Saturday, February 5, 2011

Keep goals on money a bit vague

So how are those new year's money resolutions coming?

With the first month of 2011 practically in the books, you should be seeing progress by now toward achieving personal-finance goals such as boosting your 401(k) savings rate, improving your credit score, paying down debt or whatever.

But if you haven't made much progress, don't give up. Perhaps you simply framed your goals inappropriately.

In a new paper, marketing professors at the University of Utah and Stanford University argue that the odds of meeting new year's resolutions or other objectives improve if you set vague goals.

The researchers described studies they conducted in which subjects who were given vague results of how they were doing performed better than others who were told precisely how they were faring. That suggests people can stay motivated by focusing on favorable results, even if they're only part of the picture.

In a statement, researcher Baba Shiv, a marketing professor in the Stanford Graduate School of Business, provided examples.

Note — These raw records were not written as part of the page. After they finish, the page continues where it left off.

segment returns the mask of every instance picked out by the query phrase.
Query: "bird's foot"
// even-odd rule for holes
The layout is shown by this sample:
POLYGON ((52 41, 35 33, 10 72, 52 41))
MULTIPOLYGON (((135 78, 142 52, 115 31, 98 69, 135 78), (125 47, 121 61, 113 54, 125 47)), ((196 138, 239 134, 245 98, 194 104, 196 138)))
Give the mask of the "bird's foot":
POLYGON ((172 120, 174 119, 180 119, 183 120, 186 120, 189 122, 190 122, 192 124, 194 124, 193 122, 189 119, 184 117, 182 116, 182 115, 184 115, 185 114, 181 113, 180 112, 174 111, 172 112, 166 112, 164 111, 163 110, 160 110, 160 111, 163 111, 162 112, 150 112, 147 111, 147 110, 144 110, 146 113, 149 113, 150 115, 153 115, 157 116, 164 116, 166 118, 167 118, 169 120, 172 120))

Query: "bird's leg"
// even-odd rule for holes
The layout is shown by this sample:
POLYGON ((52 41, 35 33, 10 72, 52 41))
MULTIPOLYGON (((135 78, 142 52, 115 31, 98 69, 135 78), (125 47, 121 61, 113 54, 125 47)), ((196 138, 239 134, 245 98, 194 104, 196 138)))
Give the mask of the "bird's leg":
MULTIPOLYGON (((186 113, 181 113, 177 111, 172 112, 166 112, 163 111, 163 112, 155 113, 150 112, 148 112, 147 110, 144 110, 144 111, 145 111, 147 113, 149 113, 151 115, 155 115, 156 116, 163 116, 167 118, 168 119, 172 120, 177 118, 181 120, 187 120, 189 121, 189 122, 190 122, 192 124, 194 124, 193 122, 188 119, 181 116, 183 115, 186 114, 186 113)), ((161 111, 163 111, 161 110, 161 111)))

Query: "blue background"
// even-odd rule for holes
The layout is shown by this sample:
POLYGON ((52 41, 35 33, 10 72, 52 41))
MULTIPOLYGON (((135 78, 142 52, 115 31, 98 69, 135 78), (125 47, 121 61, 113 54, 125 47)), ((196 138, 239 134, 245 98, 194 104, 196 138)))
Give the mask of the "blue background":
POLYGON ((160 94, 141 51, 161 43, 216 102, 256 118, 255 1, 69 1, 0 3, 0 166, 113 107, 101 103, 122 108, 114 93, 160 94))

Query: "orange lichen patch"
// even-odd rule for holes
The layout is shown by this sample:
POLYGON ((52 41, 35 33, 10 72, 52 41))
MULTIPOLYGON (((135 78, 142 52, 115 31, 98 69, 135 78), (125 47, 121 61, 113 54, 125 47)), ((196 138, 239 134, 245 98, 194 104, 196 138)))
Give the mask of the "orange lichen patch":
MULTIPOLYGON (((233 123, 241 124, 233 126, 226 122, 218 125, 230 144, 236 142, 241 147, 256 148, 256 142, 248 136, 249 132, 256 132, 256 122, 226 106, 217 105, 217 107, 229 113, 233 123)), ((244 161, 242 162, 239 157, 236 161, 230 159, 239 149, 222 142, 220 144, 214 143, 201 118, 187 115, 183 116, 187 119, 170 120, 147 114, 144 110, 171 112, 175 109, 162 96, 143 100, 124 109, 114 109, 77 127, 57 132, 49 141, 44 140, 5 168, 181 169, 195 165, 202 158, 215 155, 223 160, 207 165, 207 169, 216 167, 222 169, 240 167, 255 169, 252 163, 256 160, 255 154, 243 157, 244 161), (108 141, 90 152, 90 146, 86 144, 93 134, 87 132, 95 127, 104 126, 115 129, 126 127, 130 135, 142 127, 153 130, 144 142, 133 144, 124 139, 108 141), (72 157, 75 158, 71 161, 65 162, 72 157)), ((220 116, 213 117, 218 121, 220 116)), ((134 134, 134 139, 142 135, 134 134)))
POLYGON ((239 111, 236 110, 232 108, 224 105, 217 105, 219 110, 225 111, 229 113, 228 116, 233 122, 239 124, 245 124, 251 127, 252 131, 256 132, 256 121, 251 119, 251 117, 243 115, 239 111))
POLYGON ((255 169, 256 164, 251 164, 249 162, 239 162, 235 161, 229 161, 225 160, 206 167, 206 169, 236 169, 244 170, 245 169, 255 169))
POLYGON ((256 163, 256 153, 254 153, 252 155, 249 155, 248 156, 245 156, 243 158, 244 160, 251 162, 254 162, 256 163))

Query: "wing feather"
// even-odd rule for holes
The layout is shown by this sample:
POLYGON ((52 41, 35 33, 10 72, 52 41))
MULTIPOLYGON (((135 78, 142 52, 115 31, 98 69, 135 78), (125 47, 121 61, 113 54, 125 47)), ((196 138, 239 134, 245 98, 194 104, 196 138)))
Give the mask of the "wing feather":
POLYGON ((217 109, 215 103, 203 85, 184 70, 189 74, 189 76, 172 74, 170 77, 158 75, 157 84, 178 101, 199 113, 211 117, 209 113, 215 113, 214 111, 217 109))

He said entrepreneurs would be better off striving to achieve "up to three innovations over the next few quarters" rather than "two specific innovations this quarter." Dieters, he added, would be better off striving to reach a weight range rather than a specific number, allowing them to focus on progress, however small.

Success largely depends on motivation. The problem is people tend to attach more importance to negative rather than positive results, which can set them up for failure.

By setting vague goals, it's easier to stay on track, the researchers contend. "You're sampling and can pick the part you want," Shiv said in a statement.

Valley financial coaches who help clients set goals said they agreed with some of the research.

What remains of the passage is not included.